A Educação para as Relações Étnico-Raciais (ERER) nas escolas públicas gonçalenses vai muito além de cumprir uma obrigação burocrática. Ela representa um compromisso profundo com a reparação histórica, a justiça social e a construção de uma identidade escolar plural.
Em termos práticos, falar de ERER é falar sobre como o chão da escola pode combater o racismo estrutural e valorizar a presença negra, indígena e de outras minorias na formação do nosso país.
O Marco Legal: A Base de Tudo
A aplicação da ERER está ancorada em duas leis fundamentais que alteraram a Lei de Diretrizes e Bases da Educação Nacional (LDB):
Lei 10.639/03: Tornou obrigatório o ensino de História e Cultura Afro-Brasileira.
Lei 11.645/08: Ampliou essa obrigatoriedade, incluindo a História e Cultura Indígena.
Essas leis exigem que esses conteúdos sejam trabalhados ao longo de todo o ano letivo, perpassando todo o currículo — com destaque para as áreas de História, Literatura e Artes —, e não apenas em datas comemorativas isoladas, como o 20 de novembro ou o 19 de abril.

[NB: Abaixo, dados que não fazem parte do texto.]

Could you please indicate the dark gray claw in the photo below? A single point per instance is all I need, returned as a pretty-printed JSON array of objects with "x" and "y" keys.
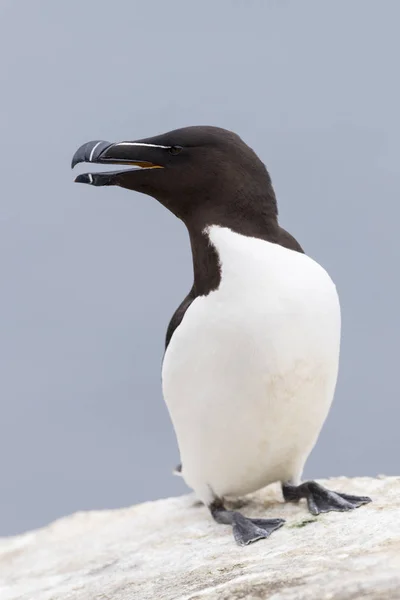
[
  {"x": 245, "y": 530},
  {"x": 321, "y": 500}
]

Desafios Reais no Chão da Escola
Embora a legislação passe dos 20 anos, a implementação prática nas escolas públicas ainda enfrenta gargalos complexos que quem vive o dia a dia da sala de aula conhece bem:
Superação do "Eurocentrismo": Os livros didáticos e currículos tradicionais ainda guardam uma forte herança europeia, colocando a história da África e dos povos indígenas quase sempre sob a ótica da submissão e do sofrimento (escravidão e colonização), em vez de focar na resistência, nos saberes, na filosofia e na riqueza cultural desses povos.
O "Racismo Sutil" no Cotidiano: Casos de discriminação velada ou explícita entre os estudantes e a necessidade de a gestão e o corpo docente estarem preparados para intervir pedagogicamente, em vez de apenas silenciar ou punir sem debater.
Como a ERER se Transforma em Prática?
Revisão Curricular Viva: Trazer cientistas, geógrafos, historiadores, poetas e pensadores negros e indígenas para dentro do conteúdo programático regular de todas as disciplinas.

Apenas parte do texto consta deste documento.